The program opened with the ensemble’s Concertmaster, Kazuhiro Takagi, and the Principal Second Violin, Chloé Trevor, as soloists in the J. S. Bach Concerto No. 3 in D minor for Two Violins, a piece that never wears out its welcome. This is an instantly recognizable work, but the opening measures are always kind of a shock—it sounds like the first page of the work has been torn out. And, but for a couple of pitch problems—differences of opinion, let’s call them—in the ensemble during the course of the movement, the overall effect was superb. Takagi and Trevor’s contrasting tone colors made their clever handing of passages back and forth not only exciting, but easy to follow. The second movement was beautifully done, and Trevor’s lovely way of launching it was almost lost—but I’ll come back to that. The two soloists worked especially well in the third movement with its close, even claustrophobic imitation. Had it not been for their contrasting timbres, which worked especially well in this piece, the movement would have been as difficult to follow as it often is in recordings. Listen to one and you’ll see what I mean.
Bach was followed by Bloch; more precisely, by Ernest Bloch’s Concerto Grosso No. 1 for Strings and Piano. According to the program, at least; more accurately, it should be “for Strings and Piano Obbligato.” Make no mistake, this work is most certainly not a piano concerto. In the work’s twenty-odd minutes, there are only five measures in the first movement that even look like concerto material, and even then it’s a stretch; in the second movement there are eight such measures; in the third movement, thirteen; and in the fourth, five again. All this rigorous math is not to minimize the role played by the piano in the work; on the contrary, the piano absolutely makes the work.
The pianist plays almost constantly and, for about 98 percent of the time, doubles what the other instruments are playing. It’s a unique sound, unlike any piano concerto on the planet. And selling it like a piano concerto (as the DCS website tried to do) won’t change that, and neither will taking the lid off the piano to make the instrument a little more assertive, which it certainly didn’t need. Pianist Eduardo Rojas did a wonderful job on a part whose chief difficulty—and this should not be underestimated—is playing with the other instruments, rather than against them: reinforcing, blending with, and highlighting them.

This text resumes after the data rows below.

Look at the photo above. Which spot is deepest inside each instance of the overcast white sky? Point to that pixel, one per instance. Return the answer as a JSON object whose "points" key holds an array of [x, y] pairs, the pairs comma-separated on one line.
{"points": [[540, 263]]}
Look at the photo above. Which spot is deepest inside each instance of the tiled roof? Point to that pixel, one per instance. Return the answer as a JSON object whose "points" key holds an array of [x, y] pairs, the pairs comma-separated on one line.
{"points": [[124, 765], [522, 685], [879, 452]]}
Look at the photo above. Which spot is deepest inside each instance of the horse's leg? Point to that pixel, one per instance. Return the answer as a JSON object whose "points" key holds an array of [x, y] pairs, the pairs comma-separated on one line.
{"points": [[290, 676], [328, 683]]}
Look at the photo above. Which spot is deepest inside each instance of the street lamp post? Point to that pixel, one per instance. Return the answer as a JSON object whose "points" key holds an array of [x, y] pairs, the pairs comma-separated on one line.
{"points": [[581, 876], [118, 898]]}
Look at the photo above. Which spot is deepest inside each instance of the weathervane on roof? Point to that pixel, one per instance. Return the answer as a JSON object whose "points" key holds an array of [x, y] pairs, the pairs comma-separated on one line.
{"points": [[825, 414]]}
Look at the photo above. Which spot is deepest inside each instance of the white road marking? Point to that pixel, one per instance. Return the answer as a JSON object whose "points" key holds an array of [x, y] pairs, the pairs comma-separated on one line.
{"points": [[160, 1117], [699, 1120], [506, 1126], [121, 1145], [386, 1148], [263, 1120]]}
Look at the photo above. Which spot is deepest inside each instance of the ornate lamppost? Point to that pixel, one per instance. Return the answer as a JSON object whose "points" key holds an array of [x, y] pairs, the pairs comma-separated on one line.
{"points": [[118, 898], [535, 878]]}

The program closed with Leos Janáček’s Idyll for string orchestra, a work from early in the composer’s career. This is not the wild Janáček of the Sinfonietta, nor the psychologically troubled Janáček of the string quartets. This is a well-behaved young Czech who has more in common with Dvořák (though not quite that well-behaved) or Edvard Grieg (absent the occasionally overwrought sentimentality) than with those better-known, older Janáčeks. There’s some dangerous territory for strings in this unassuming little work: lower strings playing in a very high register, but still playing a supporting bass line—that’s risky, but for the most part the DCS violas and cellos were very strong in this chancy role.
Now, the stern part. The concert etiquette on Wednesday was some of the most appalling I’ve ever witnessed, and I’m not even talking about clapping between movements, which was all over the place. I’m talking about the stampede of late arrivals coming in after the first movement of the Bach, a thunderous influx that nearly drowned out some of Trevor’s best solo work in the piece. Then there was the equally thunderous stampede of just two people between a couple of movements of the Janáček; please, if you’re going to leave at a point like that, first remove your klomps. It’s a shame to mar a delicacy of the Janáček—and, by extension, the entire program—with a racket like that.
The Dallas Chamber Symphony shouldn’t have to take such stuff into account, and neither should their audience.